Association between the gut microbiota and cystitis: A two-sample mendelian randomization study combined with the GEO database

database[Title] 2025-05-13

Microb Pathog. 2025 May 8:107683. doi: 10.1016/j.micpath.2025.107683. Online ahead of print.

ABSTRACT

BACKGROUND: Disturbances within the intestinal microbiota have emerged as a significant factor contributing to systemic inflammation, thereby rendering distant anatomical sites more vulnerable to various illnesses, including inflammatory conditions in the urinary tract such as cystitis. However, the causal relationship between dysbiosis of the gut microbiota and cystitis remains unclear. We sought to elucidate the causal relationship between the intestinal microbiota and cystitis employing Mendelian randomization (MR), offering insights into novel preventive and therapeutic strategies for managing cystitis.

METHOD: Summary statistics for the Genome-Wide Association Study (GWAS) of cystitis were sourced from the R5 release dataset provided by the FinnGen consortium, which included 8,081 cystitis cases and 195,140 controls. Single Nucleotide Polymorphisms (SNPs) that showed strong associations with 196 microbial taxa (encompassing 18,340 individuals) were selected as instrumental variables. To analyse the causal relationships between cystitis and gut microbiota, we employed four MR analysis methods: random effects, inverse variance weighting, weighted medians, and MR-Egger regression. Sensitivity analyses were performed using the Cochran's Q test, funnel plots, leave-one-out analyses, and the MR-Egger intercept test. We conducted metagenomic analysis of fecal samples from 7 patients with cystitis and 7 healthy controls to validate the findings from our MR results. To further elucidate the biological mechanisms, we conducted positional mapping of the extracted SNPs associated with the significant taxa. Additionally, we curated differentially expressed genes (DEGs) from three datasets about cystitis obtained from the Gene Expression Omnibus (GEO). Finally, we intersected the DEGs with the mapped genes to identify common genes of cystitis.
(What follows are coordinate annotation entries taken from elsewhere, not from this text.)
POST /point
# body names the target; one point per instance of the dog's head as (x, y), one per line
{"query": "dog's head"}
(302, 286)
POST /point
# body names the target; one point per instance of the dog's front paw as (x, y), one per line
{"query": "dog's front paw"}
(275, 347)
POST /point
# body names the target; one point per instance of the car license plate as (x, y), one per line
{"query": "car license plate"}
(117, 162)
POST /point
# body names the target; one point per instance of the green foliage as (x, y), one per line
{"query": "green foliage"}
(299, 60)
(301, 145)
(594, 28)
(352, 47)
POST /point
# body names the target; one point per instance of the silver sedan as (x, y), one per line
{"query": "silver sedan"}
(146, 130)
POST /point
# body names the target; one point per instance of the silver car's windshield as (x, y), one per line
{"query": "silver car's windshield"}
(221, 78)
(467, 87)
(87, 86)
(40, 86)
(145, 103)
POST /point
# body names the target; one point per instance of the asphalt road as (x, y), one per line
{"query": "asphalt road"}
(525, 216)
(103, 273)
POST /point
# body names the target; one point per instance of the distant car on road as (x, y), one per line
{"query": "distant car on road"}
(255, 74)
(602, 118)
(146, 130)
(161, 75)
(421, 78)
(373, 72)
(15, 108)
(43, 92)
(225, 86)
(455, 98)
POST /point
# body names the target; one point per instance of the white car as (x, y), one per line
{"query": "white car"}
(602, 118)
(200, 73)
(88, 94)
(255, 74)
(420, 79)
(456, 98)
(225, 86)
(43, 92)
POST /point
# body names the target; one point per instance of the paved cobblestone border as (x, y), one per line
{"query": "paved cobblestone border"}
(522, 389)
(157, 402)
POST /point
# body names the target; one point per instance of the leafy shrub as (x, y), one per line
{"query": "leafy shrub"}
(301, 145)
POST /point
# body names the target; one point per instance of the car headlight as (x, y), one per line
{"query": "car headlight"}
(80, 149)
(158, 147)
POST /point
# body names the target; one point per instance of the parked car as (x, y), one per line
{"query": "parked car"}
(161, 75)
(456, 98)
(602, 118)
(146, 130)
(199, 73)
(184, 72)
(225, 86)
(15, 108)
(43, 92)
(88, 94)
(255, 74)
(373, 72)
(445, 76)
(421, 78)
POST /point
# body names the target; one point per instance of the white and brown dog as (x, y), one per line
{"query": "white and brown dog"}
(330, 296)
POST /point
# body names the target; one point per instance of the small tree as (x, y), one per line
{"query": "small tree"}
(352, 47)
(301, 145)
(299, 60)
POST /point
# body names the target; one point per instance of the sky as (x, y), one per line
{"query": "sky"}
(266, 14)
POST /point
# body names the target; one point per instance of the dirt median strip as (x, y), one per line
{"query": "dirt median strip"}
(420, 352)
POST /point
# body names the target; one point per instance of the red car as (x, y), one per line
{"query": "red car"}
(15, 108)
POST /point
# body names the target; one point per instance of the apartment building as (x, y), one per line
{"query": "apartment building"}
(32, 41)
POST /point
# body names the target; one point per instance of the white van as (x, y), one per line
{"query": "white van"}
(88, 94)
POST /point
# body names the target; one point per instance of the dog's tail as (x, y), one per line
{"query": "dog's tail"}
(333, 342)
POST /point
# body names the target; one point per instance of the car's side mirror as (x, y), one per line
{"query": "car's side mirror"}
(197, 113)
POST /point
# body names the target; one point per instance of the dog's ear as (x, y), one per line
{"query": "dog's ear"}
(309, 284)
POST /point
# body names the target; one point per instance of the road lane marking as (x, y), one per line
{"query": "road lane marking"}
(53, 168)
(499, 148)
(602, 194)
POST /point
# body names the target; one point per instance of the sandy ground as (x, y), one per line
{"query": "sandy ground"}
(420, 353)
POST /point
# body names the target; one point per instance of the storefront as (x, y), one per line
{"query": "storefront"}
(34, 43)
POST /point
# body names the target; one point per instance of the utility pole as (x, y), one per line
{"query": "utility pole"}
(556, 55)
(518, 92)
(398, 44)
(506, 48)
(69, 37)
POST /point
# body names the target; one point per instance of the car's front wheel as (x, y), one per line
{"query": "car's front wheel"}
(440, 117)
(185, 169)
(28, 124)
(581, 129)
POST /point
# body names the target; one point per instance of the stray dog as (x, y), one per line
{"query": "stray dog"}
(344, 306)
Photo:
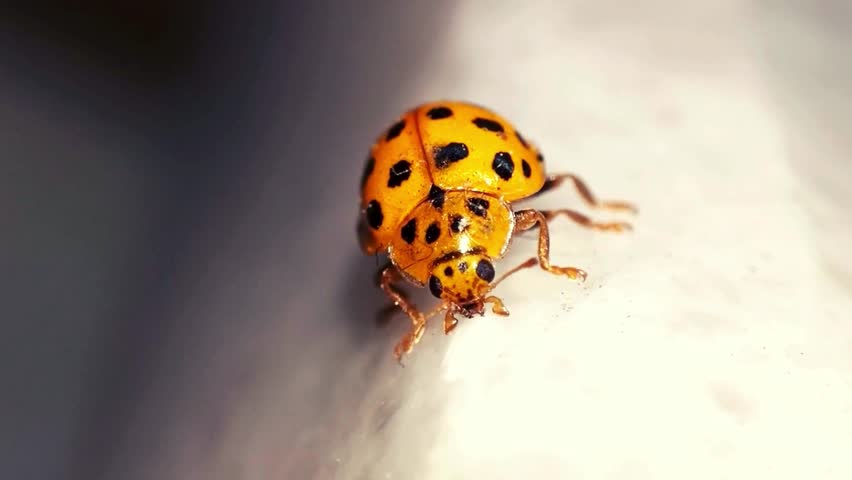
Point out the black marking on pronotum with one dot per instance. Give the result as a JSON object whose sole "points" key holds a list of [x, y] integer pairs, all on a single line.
{"points": [[409, 231], [487, 124], [436, 196], [449, 153], [446, 257], [399, 172], [526, 168], [368, 170], [456, 223], [433, 232], [435, 286], [477, 206], [522, 139]]}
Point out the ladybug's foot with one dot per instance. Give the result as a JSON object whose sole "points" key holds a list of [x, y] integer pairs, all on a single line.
{"points": [[406, 344], [587, 222], [450, 321], [570, 272]]}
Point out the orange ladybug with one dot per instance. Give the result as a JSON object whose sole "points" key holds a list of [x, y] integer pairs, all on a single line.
{"points": [[437, 195]]}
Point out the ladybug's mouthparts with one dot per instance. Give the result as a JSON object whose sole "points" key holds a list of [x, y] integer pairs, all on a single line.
{"points": [[473, 308]]}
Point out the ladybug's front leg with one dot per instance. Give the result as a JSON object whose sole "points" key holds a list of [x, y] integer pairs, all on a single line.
{"points": [[527, 219], [587, 222], [418, 321], [585, 192]]}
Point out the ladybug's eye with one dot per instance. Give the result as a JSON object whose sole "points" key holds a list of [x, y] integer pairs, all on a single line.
{"points": [[485, 270], [435, 286]]}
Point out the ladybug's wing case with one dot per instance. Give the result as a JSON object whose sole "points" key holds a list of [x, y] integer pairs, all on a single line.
{"points": [[395, 179], [469, 147], [463, 221]]}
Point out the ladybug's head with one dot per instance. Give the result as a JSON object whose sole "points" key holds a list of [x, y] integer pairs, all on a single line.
{"points": [[462, 279]]}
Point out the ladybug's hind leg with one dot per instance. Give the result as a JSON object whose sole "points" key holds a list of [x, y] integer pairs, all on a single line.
{"points": [[527, 219], [553, 181]]}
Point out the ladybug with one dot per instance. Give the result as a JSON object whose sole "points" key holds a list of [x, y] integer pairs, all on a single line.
{"points": [[438, 194]]}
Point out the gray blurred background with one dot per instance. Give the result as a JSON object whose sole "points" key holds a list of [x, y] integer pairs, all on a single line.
{"points": [[177, 206]]}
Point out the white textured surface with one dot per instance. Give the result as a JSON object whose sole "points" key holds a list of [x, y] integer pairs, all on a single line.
{"points": [[712, 342]]}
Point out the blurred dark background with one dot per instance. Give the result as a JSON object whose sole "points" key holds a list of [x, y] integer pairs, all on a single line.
{"points": [[129, 133]]}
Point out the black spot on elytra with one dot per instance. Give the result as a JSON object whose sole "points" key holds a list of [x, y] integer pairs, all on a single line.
{"points": [[503, 165], [456, 223], [409, 231], [477, 206], [395, 130], [399, 172], [487, 124], [435, 286], [449, 153], [436, 196], [438, 113], [374, 214], [368, 170], [485, 270], [433, 231]]}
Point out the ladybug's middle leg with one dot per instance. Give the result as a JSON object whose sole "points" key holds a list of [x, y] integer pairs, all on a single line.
{"points": [[527, 219]]}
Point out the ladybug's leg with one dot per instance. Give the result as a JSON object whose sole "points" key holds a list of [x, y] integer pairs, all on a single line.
{"points": [[587, 222], [418, 321], [527, 219], [554, 181]]}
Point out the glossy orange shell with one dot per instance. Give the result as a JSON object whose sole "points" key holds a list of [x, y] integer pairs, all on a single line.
{"points": [[465, 221], [438, 147]]}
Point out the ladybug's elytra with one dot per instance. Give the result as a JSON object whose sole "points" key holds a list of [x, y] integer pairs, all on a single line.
{"points": [[437, 195]]}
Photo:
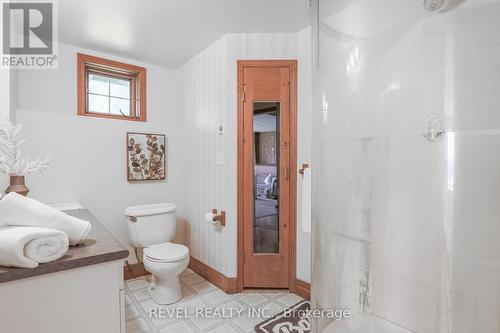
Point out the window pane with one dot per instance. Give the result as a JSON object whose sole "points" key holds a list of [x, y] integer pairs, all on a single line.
{"points": [[119, 104], [98, 84], [99, 104], [120, 88]]}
RESULTS: Our analysis revealed significant associations between specific gut microbiota and cystitis. IVW results revealed that four gut microorganisms, specifically, the genus RuminococcaceaeUCG011, genus Sutterella, family Porphyromonadaceae, and family Veillonellaceae (P < 0.05), contributed to a reduction in the incidence of cystitis. Similarly, four cystitis-related bacteria, namely, the genus Marvinbryantia, the genus Odoribacter, the genus Ruminiclostridium6, and the genus Sellimonas, are thought to play a significant role in elevating the risk of cystitis (P < 0.05). The metagenomic analysis revealed significant differences in the abundance of the genera Sutterella and Odoribacter in patients with cystitis compared to healthy controls. Additionally, we mapped causal SNPs to genes and identified 62 genes. Bioinformatics analysis reveals 161 common DEGs in cystitis. Through MR and bioinformatics analysis, we identified two common genes-ICAM1 and HP-as potential targets for cystitis.

CONCLUSION: Our research identified genetic connections between eight components of gut microbiota and two genes related to cystitis. These results offer important insights for subsequent studies into the complex relationship between gut microbiota and cystitis.